Bunda Teresa merasa perlu untuk membuat rumah bagi anak-anak yang hilang.
Pada tahun 1955, ia membuka Nirmala Shisu Bhavan, sebagai perlindungan bagi yatim piatu dan remaja tunawisma.
Pada tahun 1960-an, ordo ini telah membuka penampungan, panti asuhan dan
rumah lepra di seluruh India. Bunda Teresa kemudian memperluas ordo di seluruh
dunia. Rumah pertama di luar India dibuka di Venezuela pada tahun 1965 dengan lima suster. Selanjutnya di Roma, Tanzania, dan Austria pada tahun 1968, dan selama tahun 1970, ordo ini membuka rumah dan
yayasan di puluhan negara baik di Asia, Afrika, Eropa dan Amerika Serikat. Pada
tahun 2007, Misionaris Cinta Kasih berjumlah kurang lebih 450 bruder dan 5.000 biarawati di seluruh dunia, menjalankan 600 misi, sekolah dan tempat penampungan di
120 negara.
I.2. Mendapatkan Penghargaan
Mata dunia mulai terbuka terhadap Ibu Teresa dan karyanya. Berbagai
penghargaan dianugerahkan kepadanya, mulai dari Indian Padmashri Award pada
tahun 1962, Hadiah Perdamaian dari Beato Paus Yohanes XXIII, Nobel Perdamaian
pada tahun 1979 dan penghargaan-penghargaan lainnya seperti: Magsaysay
(Philipina), Warga Kehormatan India, Albania, USA, Doktor Kehormatan bidang
Teologi Kedokteran Manusia dan diberikan kehormatan berpidato di depan Majelis
Umum PBB. Di samping itu berbagai media dengan penuh minat mulai mengikuti
perkembangan kegiatannya. Ibu Teresa menerima baik penghargaan maupun perhatian
dunia “demi kemuliaan Tuhan atas nama orang-orang miskin.”
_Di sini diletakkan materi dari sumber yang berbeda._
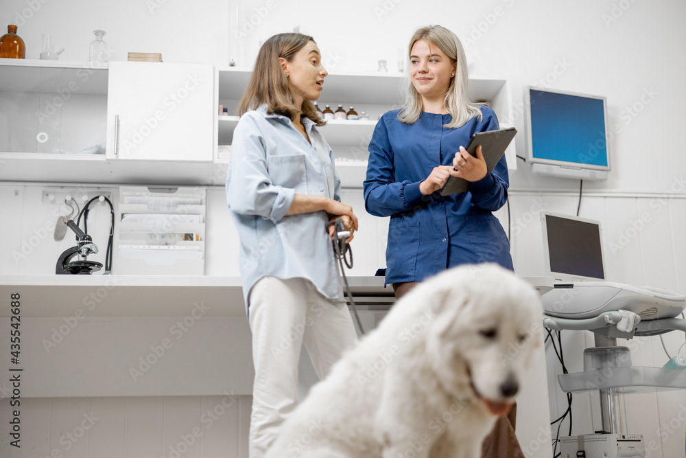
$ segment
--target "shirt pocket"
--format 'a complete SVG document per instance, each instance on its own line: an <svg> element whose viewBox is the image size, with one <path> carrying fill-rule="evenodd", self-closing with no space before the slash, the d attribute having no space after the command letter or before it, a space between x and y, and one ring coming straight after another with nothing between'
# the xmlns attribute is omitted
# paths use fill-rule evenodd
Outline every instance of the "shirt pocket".
<svg viewBox="0 0 686 458"><path fill-rule="evenodd" d="M412 282L416 277L419 252L419 222L398 220L392 218L388 225L386 276L394 282Z"/></svg>
<svg viewBox="0 0 686 458"><path fill-rule="evenodd" d="M329 190L328 197L333 198L335 192L335 182L334 181L333 164L330 162L322 162L324 164L324 186Z"/></svg>
<svg viewBox="0 0 686 458"><path fill-rule="evenodd" d="M272 184L306 192L307 175L304 154L270 156L267 158L267 171Z"/></svg>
I.3. Akhir Hidup Mother Teresa
Sepanjang tahun-tahun terakhir hidupnya, meskipun mengalami gangguan
penyakit yang cukup parah, Ibu Teresa tetap mengendalikan kongregasinya serta
menanggapi kebutuhan orang-orang miskin dan Gereja. Pada tahun 1997, para
biarawatinya telah hampir mencapai 4000 orang, tergabung dalam 610 cabang dan
tersebar di 123 negara dari berbagai belahan dunia. Pada bulan Maret 1997, Ibu
Teresa memberikan restu kepada Sr. Nirmala MC, penerusnya sebagai Superior
Jenderal Misionaris Cinta Kasih. Setelah bertemu dengan Paus Yohanes Paulus II
untuk terakhir kalinya, ia kembali ke Calcutta dan melewatkan minggu-minggu
terakhir hidupnya dengan menerima kunjungan para tamu dan memberikan
nasehat-nasehat terakhir kepada para biarawatinya.
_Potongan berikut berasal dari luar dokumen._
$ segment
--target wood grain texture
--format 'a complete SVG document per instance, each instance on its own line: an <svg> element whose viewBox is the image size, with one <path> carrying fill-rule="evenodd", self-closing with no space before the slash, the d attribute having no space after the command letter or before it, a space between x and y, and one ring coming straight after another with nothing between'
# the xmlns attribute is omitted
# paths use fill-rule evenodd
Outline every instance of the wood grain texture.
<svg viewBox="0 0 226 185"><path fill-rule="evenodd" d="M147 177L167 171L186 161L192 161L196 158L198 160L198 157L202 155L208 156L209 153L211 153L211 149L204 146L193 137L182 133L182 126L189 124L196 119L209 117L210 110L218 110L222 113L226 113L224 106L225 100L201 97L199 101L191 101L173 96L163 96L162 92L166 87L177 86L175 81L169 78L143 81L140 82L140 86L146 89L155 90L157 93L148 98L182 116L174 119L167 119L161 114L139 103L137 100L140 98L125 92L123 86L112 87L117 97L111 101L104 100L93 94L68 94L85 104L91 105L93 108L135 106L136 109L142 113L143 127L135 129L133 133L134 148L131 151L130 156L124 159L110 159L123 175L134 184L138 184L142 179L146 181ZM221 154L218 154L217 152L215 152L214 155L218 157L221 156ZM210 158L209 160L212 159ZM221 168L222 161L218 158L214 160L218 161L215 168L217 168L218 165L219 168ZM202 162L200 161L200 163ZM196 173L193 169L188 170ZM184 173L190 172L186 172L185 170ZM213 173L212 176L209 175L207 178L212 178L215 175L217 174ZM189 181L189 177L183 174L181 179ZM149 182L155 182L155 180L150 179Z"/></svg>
Pada tanggal 5 September 1997 jam 9:30 malam, hidup Ibu Teresa di dunia
ini berakhir. Jenazahnya dipindahkan dari Rumah Induk ke Gereja St. Thomas,
gereja dekat Biara Loreto di mana ia menjejakkan kaki pertama kalinya di India
hampir 69 tahun yang lalu. Ratusan ribu pelayat dari berbagai kalangan dan
agama, dari India maupun luar negeri, berdatangan untuk menyampaikan
penghormatan terakhir mereka. Ibu Teresa mendapat kehormatan dimakamkan secara
kenegaraan oleh Pemerintah India pada tanggal 13 September. Jenazahnya diarak
dalam kereta yang sama yang dulu digunakan mengusung jenazah Mohandas K. Gandhi
and Jawaharlal Nehru, melewati jalan-jalan di Calcutta sebelum akhirnya
dimakamkan di Rumah Induk Misionaris Cinta kasih. Segera saja makamnya menjadi
tempat ziarah dan tempat doa bagi banyak orang dari berbagai kalangan agama,
kaya maupun miskin. Ibu Teresa mewariskan teladan iman yang kokoh, harapan yang
tak kunjung padam, dan cinta kasih yang luar biasa. Jawaban atas panggilan
Yesus, “Mari, jadilah cahaya bagi-Ku,” menjadikannya seorang Misionaris Cinta
Kasih, seorang “ibu bagi kaum miskin”, sebagai simbol belas kasih terhadap
dunia, dan sebagai saksi hidup bagi Tuhan yang dahaga.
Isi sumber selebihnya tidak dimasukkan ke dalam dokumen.